眠ると古い記憶が蘇るから、仕事がなくても
起きていたりして、どんなに怒られても、呆れられても、眠りたくはなかった。運の悪い事に、最近、君と最後にあった日の夢を見た。豪雨の中で、霞む視界に映る君の顔は忘れられないだろう。本当に、悪いことをした。大切な人は、いつも私よりも長生きしてくれた。反対に考えれば、私は、人より先に人生を終わらせてしまったということだ。悲しんでくれる人は、いたのだろうか。

足音が聞こえる。そろそろ、立ち上がらなければ。
傘も落としてしまったから拾って、鞄は防水性だから中の書類は無事だろう。
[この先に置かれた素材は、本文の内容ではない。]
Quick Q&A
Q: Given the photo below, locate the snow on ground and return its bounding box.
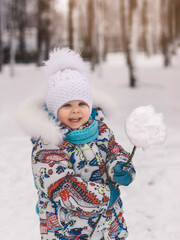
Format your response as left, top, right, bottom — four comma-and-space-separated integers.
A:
0, 54, 180, 240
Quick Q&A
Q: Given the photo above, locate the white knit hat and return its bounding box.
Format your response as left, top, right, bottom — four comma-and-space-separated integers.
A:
45, 48, 92, 117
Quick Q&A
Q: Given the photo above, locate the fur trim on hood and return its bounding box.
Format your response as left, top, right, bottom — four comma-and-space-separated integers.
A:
17, 90, 117, 145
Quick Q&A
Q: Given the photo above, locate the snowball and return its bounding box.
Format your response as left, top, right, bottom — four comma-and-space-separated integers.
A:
125, 105, 166, 150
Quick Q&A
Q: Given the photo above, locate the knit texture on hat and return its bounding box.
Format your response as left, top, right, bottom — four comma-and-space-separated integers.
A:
44, 48, 92, 117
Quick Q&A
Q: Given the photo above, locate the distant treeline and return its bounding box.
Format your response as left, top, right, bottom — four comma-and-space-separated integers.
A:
0, 0, 180, 86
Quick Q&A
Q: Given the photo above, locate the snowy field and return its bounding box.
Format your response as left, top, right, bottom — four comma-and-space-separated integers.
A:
0, 54, 180, 240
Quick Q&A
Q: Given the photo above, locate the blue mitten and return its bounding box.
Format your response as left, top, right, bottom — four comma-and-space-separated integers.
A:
113, 162, 132, 186
108, 183, 120, 209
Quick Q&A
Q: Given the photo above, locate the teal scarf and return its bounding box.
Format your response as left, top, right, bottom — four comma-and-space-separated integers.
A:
65, 120, 99, 144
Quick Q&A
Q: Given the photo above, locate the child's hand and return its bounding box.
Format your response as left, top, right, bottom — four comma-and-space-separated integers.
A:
108, 183, 120, 209
113, 162, 132, 186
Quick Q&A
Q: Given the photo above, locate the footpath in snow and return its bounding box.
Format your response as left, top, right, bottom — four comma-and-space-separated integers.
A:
0, 54, 180, 240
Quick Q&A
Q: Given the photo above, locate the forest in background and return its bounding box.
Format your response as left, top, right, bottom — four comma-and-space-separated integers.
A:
0, 0, 180, 87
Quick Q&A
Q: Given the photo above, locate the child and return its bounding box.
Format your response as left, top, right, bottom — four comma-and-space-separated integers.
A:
20, 48, 135, 240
ここからだと家よりも事務所のほうが近いから一旦戻るか、いや、どうせ今晩中にはやまないだろうしこのままでも…

嗚呼、気持ちが悪いなあ。

足音が止まったと同時に、ばらばらと雨音が大きくなる。私に降っていた雨雫も、止んだような。
振り返ると君がいて、なにも言わずに手を差し伸べてくれた。
なんで、君は、いつも私も守ってくれる。

歪んだ私の顔を、雨が静かに隠した。